Janela única para registar terrenos dá mais poder aos municípios
As fontes consultadas pelo Expansão manifestam a sua concordância com a criação de uma plataforma tecnológica que agilize todos os procedimentos sobre direitos fundiários, mas criticam a falta de conhecimento, capacidade técnica e de recursos humanos nas administrações municipais.
Com a publicação em Diário da República do regulamento, que está em vigor desde 9 de Abril, sobre a janela única de concessão de direitos fundiários (Decreto Presidencial n.º 84/25), o governo dá um passo concreto na uniformização dos procedimentos de acesso aos direitos fundiários. Uma das principais novidades está relacionada com o reforço do poder local: segundo o Artigo 9.º, que se refere à tramitação dos processos, todos os requerimentos sobre acesso à terra passam obrigatoriamente a dar entrada na respectiva administração municipal, o que limita os pedidos feitos fora das jurisdições onde estão localizados os terrenos.
Esta é uma tentativa de impedir os conflitos de terras associados à dispersão administrativa, que resultavam em processos muitas vezes tramitados a partir de Luanda ou de outras regiões distantes dos terrenos em causa.
Segundo o regulamento aprovado pelo Presidente da República, compete aos administradores municipais autorizar a constituição ou a transmissão de direitos fundiários sobre terrenos rurais até 100 hectares, 1 hectare em áreas urbanas e até 2 hectares em áreas suburbanas.

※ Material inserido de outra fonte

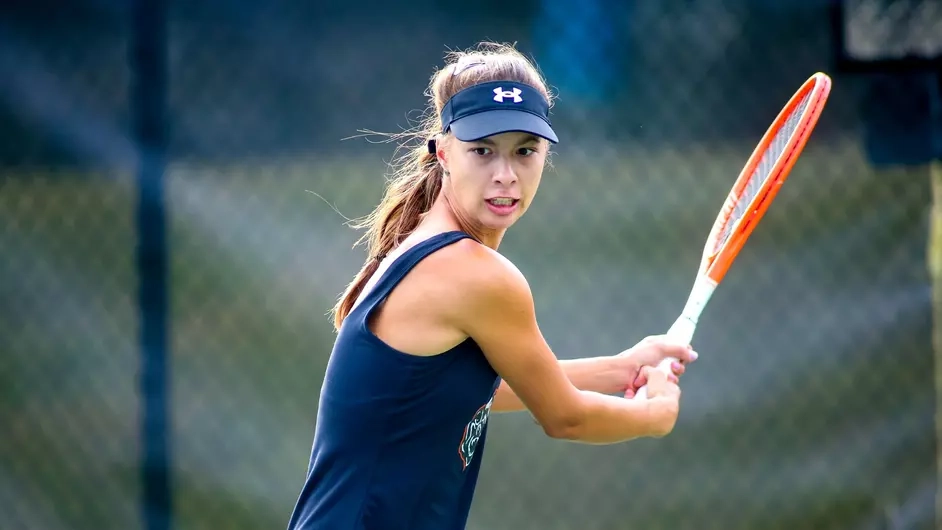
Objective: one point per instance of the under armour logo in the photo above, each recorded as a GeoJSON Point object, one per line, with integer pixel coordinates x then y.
{"type": "Point", "coordinates": [500, 94]}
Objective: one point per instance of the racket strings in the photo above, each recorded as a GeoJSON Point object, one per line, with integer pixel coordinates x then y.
{"type": "Point", "coordinates": [763, 170]}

Os governadores provinciais podem autorizar a transmissão de direitos sobre terrenos rurais com área superior a 100 hectares até 1.000 hectares, superior a 1 e até 2 hectares em áreas urbanas e superior a 2 e até 5 hectares em áreas suburbanas.
No caso dos terrenos rurais com área superior a 1.000 e até 10.000 hectares, superiores a 2 hectares em áreas urbanas e a 5 hectares em áreas suburbanas, compete ao titular do ministério responsável pelo cadastro nacional autorizar a constituição ou a transmissão de direitos fundiários.
Apesar desta estruturação (que não é nova e foi apenas reformulada), com diferentes níveis de autorização consoante o tamanho dos terrenos, o referido Artigo 9.º afirma, na alínea a) do ponto número 1, que o pedido tem de dar "entrada na secretaria geral da administração municipal, que faz o registo, a análise preliminar da documentação, o agendamento da vistoria e a emissão da guia de pagamento".
A alínea b) indica que o processo é depois distribuído à direcção municipal de Gestão Urbanística e de Cadastro ou serviço municipal equivalente, para a "realização da vistoria, emissão do parecer e demarcação do terreno". O ponto c) esclarece que "tratando-se de pedido de concessão de direitos fundiários que não seja da competência do Administrador Municipal", o processo é imediatamente remetido para a entidade concedente competente em razão da dimensão do terreno, cuja "instrução técnica do processo de concessão é feita pelo Instituto Geográfico e Cadastral [IGCA] de Angola, nos termos da lei".
Iliteracia fundiária
Ainda que estas mudanças sejam genericamente vistas de forma positiva, sobretudo com o reforço das competências das administrações locais em matéria de direitos fundiários e com a uniformização dos procedimentos, é necessário olhar para a realidade objectiva do funcionamento do poder local em Angola.
Na opinião de Bernardo Castro, coordenador da Rede Terra (um consórcio de organizações nacionais e internacionais dedicado à defesa dos direitos fundiários em Angola), a "experiência demonstra que os órgãos concedentes não têm as qualificações adequadas e, na maior parte dos casos, não dominam o direito fundiário".
"A iliteracia é elevada e faz com que as administrações municipais actuem de forma arbitrária. Agora este problema ganhou ainda mais relevância porque temos mais municípios. E se antes constatou-se que o poder local não conseguia lidar com a Lei de Terras, porque os municípios não têm infraestruturas adequadas, nem pessoal qualificado. Muitas vezes os técnicos não conhecem os regulamentos", sublinha Bernardo Castro.
"Diversos conflitos de terras surgiram a partir desta iliteracia, mas também de outros fenómenos bem conhecidos, como a corrupção e o tráfico de influências. É necessário capacitar os agentes públicos em matérias de direito fundiário", defende o coordenador da Rede Terra.
Numa perspectiva mais de mercado e de promoção imobiliária, Cléber Correia, director- -geral da Proimóveis e antigo presidente da APIMA - Associação de Promotores Imobiliários de Angola, afirma concordar com a uniformização dos procedimentos de acesso à terra, mas também manifesta alguma preocupação com o papel das administrações municipais.
"Um dos principais desafios que temos é a baixa produtividade dos funcionários públicos, que normalmente chegam às 9h00, saem para almoçar às 12h00 e terminam o expediente às 15h00", descreve Cléber Correia.